The current in a stream moves at a speed of 8mph. A boat travels 13 mph up stream and 13 mph downstream with a total time of 3 hrs. What is the speed of the boat is still water?
since time = distance/speed,
13/(x-8)+13/(x+8)=3
To find the speed of the boat in still water, we can use the concept of relative velocity. Let's say the speed of the boat in still water is x mph.
When the boat is traveling upstream (against the current), its effective speed is reduced by the speed of the current. So, the speed of the boat when traveling upstream would be (x - 8) mph.
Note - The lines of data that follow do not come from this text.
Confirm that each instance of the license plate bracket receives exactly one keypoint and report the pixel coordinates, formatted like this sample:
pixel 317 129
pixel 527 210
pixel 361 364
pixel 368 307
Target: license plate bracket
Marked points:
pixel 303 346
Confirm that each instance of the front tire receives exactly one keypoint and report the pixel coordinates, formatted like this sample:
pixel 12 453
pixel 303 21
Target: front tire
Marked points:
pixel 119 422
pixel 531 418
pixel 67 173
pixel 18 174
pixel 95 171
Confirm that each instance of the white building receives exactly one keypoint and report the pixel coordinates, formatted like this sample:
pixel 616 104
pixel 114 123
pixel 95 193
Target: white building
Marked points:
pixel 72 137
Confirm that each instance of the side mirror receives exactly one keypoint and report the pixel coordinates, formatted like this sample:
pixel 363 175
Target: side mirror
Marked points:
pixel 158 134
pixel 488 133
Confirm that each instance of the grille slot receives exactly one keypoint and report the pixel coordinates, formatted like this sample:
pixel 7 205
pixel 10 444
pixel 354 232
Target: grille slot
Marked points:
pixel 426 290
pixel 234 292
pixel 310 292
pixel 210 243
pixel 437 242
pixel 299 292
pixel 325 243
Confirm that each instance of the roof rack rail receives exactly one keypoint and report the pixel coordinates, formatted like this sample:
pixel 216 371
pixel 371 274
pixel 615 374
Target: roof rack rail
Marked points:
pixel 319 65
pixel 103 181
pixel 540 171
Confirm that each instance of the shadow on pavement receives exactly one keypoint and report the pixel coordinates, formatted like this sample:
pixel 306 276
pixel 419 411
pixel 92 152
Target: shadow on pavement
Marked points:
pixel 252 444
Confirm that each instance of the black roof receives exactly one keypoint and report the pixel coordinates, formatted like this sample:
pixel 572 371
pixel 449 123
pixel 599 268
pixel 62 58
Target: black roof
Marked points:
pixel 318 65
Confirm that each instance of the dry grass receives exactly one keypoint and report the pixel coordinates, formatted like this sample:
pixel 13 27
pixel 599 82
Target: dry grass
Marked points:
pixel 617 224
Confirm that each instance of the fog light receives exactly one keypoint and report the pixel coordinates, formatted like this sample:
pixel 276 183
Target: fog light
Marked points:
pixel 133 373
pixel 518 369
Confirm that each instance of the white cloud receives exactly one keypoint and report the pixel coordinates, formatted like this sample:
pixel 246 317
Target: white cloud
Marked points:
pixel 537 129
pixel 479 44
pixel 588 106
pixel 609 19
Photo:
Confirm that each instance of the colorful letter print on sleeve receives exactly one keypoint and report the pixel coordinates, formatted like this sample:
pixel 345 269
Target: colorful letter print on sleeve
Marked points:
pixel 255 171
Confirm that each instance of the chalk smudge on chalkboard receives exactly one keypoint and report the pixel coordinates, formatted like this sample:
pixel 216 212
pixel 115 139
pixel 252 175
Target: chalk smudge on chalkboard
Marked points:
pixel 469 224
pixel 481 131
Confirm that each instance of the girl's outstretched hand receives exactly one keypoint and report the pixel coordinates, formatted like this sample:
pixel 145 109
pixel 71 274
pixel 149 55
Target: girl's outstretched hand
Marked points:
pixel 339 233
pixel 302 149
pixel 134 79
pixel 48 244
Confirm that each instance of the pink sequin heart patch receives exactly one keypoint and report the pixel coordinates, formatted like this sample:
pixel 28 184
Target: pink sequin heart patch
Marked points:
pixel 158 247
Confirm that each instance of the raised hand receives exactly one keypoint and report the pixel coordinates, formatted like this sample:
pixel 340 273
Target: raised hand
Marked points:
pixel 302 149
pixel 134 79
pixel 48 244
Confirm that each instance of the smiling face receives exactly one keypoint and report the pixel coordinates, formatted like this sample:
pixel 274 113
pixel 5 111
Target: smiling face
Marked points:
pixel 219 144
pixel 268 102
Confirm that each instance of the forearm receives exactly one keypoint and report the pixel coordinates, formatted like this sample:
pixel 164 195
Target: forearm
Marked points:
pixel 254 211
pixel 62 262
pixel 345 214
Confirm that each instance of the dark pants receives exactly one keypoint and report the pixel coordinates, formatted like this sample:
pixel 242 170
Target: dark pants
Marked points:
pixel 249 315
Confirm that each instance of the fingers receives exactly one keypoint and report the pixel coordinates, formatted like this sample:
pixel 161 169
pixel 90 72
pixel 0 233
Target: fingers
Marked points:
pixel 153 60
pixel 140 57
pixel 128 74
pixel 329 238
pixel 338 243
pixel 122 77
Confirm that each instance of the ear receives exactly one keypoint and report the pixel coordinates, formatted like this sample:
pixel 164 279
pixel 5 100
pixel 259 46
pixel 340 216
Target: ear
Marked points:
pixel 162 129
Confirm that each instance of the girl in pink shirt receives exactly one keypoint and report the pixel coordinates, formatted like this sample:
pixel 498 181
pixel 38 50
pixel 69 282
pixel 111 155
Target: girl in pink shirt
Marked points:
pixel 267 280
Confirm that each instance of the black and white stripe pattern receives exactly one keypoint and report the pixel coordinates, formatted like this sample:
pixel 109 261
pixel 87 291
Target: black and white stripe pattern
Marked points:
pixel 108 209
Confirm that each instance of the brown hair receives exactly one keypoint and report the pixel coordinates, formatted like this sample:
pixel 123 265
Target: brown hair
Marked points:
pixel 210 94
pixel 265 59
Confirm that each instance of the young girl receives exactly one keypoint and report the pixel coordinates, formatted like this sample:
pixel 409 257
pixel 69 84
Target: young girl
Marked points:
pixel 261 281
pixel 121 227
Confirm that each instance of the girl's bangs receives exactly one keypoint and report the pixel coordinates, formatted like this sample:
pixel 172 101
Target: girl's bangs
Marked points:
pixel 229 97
When the boat is traveling downstream (with the current), its effective speed is increased by the speed of the current. So, the speed of the boat when traveling downstream would be (x + 8) mph.
The distance traveled by the boat when going upstream is the same as the distance traveled when going downstream. Let's denote this distance as d.
Using the formula speed = distance / time, we can write two equations:
d / (x - 8) = 3 [Equation 1]
d / (x + 8) = 3 [Equation 2]
Now, we can solve this system of equations to find the value of x.
From Equation 1, we have d = 3(x - 8).
Substituting this in Equation 2, we get:
3(x - 8) / (x + 8) = 3
Cross-multiplying, we have:
3(x - 8) = 3(x + 8)
Expanding and simplifying:
3x - 24 = 3x + 24
By cancelling out the 3x terms, we find:
-24 = 24
This is not a valid equation, which means there is no solution. It is impossible for the distance traveled upstream to be equal to the distance traveled downstream given the current speed and boat speeds.
Therefore, we cannot determine the speed of the boat in still water using the given information.